Faşistler en iyi bildikleri işle, terörle yeniden sahnede MHP, 1999 seçimlerinden sonra iktidar koltuğuna oturmasıyla beraber gömdüğü silahlarını yeniden kuşanıyor. İktidara geldikten sonra, sağın merkezine oturma hevesiyle geleneksel misyonunu talileştiren MHP, merkezden atılmasının ardından uzun süren “politik şiddet” orucuna ramazanda üniversitelerde başlattığı saldırılarla son verdi. Üniversitelerle sınırlı kalmayan saldırıların Türkiye’nin dört bir yanında aynı anda […]
Faşistler en iyi bildikleri işle, terörle yeniden sahnede
MHP, 1999 seçimlerinden sonra iktidar koltuğuna oturmasıyla beraber gömdüğü silahlarını yeniden kuşanıyor. İktidara geldikten sonra, sağın merkezine oturma hevesiyle geleneksel misyonunu talileştiren MHP, merkezden atılmasının ardından uzun süren “politik şiddet” orucuna ramazanda üniversitelerde başlattığı saldırılarla son verdi. Üniversitelerle sınırlı kalmayan saldırıların Türkiye’nin dört bir yanında aynı anda başlaması bu hareketlenmenin münferit olmadığını anlamak için yeterliydi. MHP siyaset sahnesinde kendine yer açmaya en iyi bildiği yerden, sola yönelik saldırıdan başladı. Pankartlarında ve afişlerinde yer alan, “Bugün ülkeyi satan, yarın?”, “Türban yasak, zina serbest: İşte AKP’nin müslümanlığı” gibi söylemlerle AKP’yi hedef alan MHP, “Cumhuriyeti neyle kurduysak, onunla savunacağız”; söylemiyle de “rejimin bekçiliği” için silahlarını yeniden kuşanacağının sinyalini önceden vermişti. Ama MHP’nin saldırı hedefi emperyalist hedefler değil sol oldu.
Faşist hareketin uzun zamandır böyle bir yönelime girmesi zaten bekleniyordu. Bu siyaset, en özlü biçimiyle, AB ile entegrasyon sürecinde AKP’nin üzerine oturmak zorunda olduğu bombaların fitilini ateşleme çabası ve bunu yaparken de AKP’yi gericiliği iyi savunamamakla suçlayarak “bu iş bizim işimiz” demekten ibaret. MHP “gerici koruma” kampanyasını azınlıkları ve solcuları hedef alan eylemleriyle başlattı.

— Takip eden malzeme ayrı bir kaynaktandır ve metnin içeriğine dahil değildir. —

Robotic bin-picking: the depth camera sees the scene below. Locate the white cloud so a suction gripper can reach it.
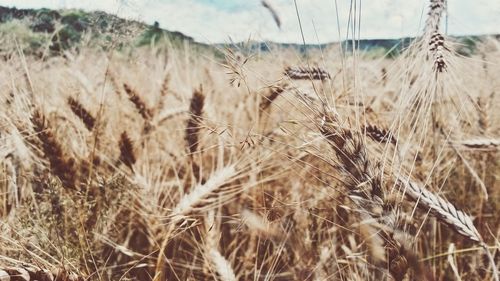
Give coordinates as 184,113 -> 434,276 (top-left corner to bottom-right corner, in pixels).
0,0 -> 500,43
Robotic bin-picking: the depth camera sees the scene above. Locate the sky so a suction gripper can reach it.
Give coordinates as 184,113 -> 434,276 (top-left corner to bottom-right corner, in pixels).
0,0 -> 500,44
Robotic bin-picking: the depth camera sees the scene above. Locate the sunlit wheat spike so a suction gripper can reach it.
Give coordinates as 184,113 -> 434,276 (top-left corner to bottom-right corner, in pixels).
284,66 -> 330,80
259,85 -> 286,110
123,83 -> 152,120
31,110 -> 77,188
172,165 -> 237,218
365,125 -> 397,145
425,0 -> 446,32
119,132 -> 136,170
429,31 -> 448,72
68,97 -> 95,131
396,175 -> 482,242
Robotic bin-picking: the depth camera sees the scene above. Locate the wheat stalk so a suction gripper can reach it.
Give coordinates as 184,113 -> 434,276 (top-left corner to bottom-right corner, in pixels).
119,131 -> 137,171
459,138 -> 500,150
171,165 -> 237,220
0,265 -> 84,281
123,83 -> 152,121
261,0 -> 281,28
31,110 -> 77,188
284,66 -> 331,80
395,174 -> 482,242
68,97 -> 95,131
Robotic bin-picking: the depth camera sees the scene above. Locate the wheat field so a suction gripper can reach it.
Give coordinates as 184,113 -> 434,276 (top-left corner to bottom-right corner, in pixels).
0,1 -> 500,281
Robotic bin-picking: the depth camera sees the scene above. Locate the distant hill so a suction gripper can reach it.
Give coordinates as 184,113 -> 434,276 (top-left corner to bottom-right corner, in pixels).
0,6 -> 500,57
0,6 -> 213,54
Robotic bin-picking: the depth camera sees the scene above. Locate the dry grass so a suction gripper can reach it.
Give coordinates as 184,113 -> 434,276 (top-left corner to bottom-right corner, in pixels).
0,1 -> 500,281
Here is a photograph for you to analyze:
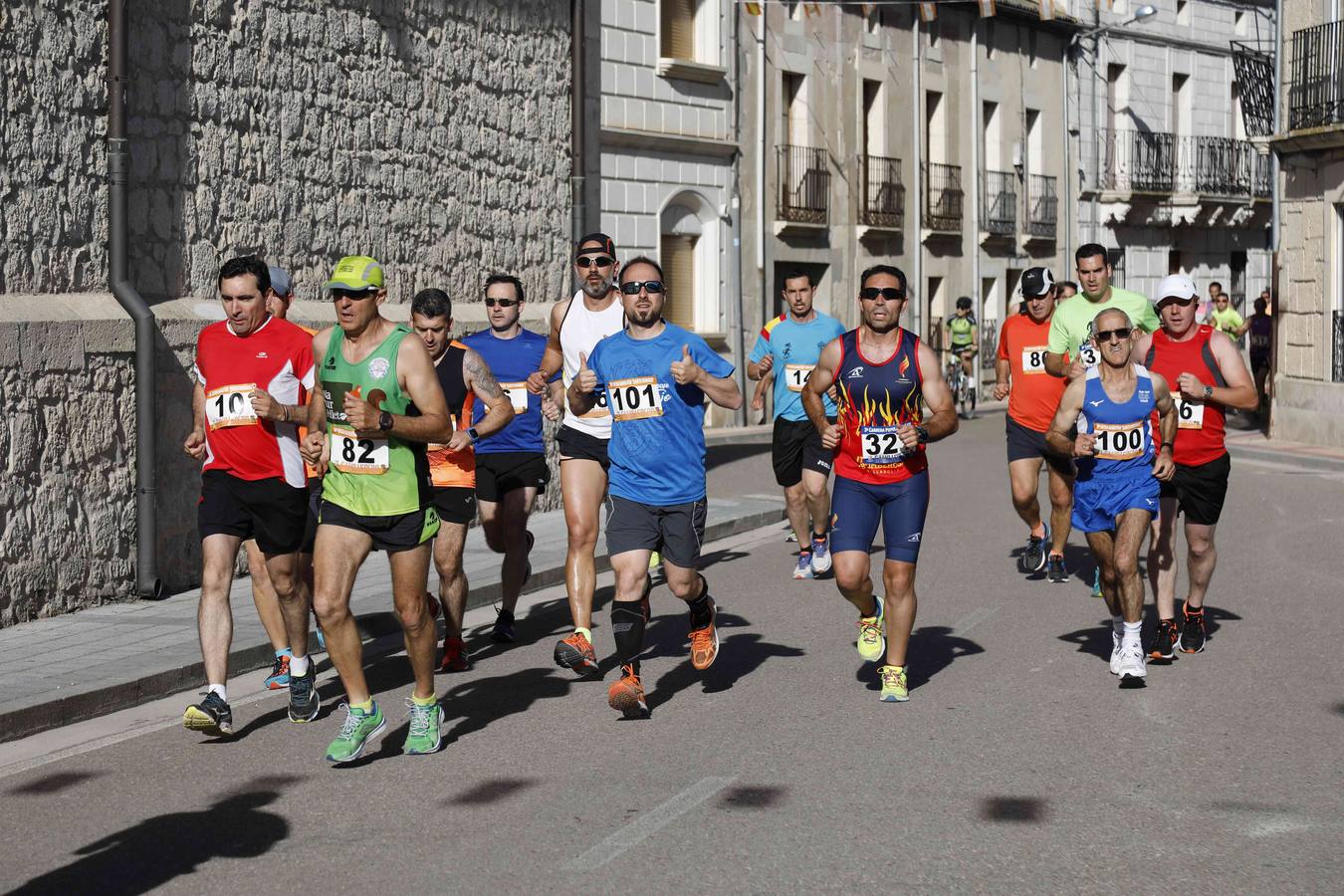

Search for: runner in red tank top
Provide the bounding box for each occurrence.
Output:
[1134,274,1256,662]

Ancak AKP’nin altındaki bombanın patlatılması sadece fitilin ateşlenmesine bakmıyor. AB ile entegrasyon sürecinde egemen sınıfların tek bir blok olarak davrandığı koşullarda bu fitilin ateş alması zor. Ama MHP’nin egemenler arası saflaşmaların henüz diplerden doğru gelen çatırtılarına kulaklarını diktiğini ve bugünlerde pusuda beklediğini söyleyebiliriz. 17 Aralık’ta açıklanacak olan kararın taslak metninde ve Avrupa Parlamentosunun zirveye dair tavsiye kararında Kıbrıs Cumhuriyeti’nin tanınmasına dair zorunluluklar bulunması MHP’yi heveslendiriyor. KKTC’nin varlığını yok sayarak, Türkiye’nin geleneksel Kıbrıs politikasından önemli bir kopuş anlamına gelen bu karar hükümeti oldukça zorlayacak gibi görünüyor.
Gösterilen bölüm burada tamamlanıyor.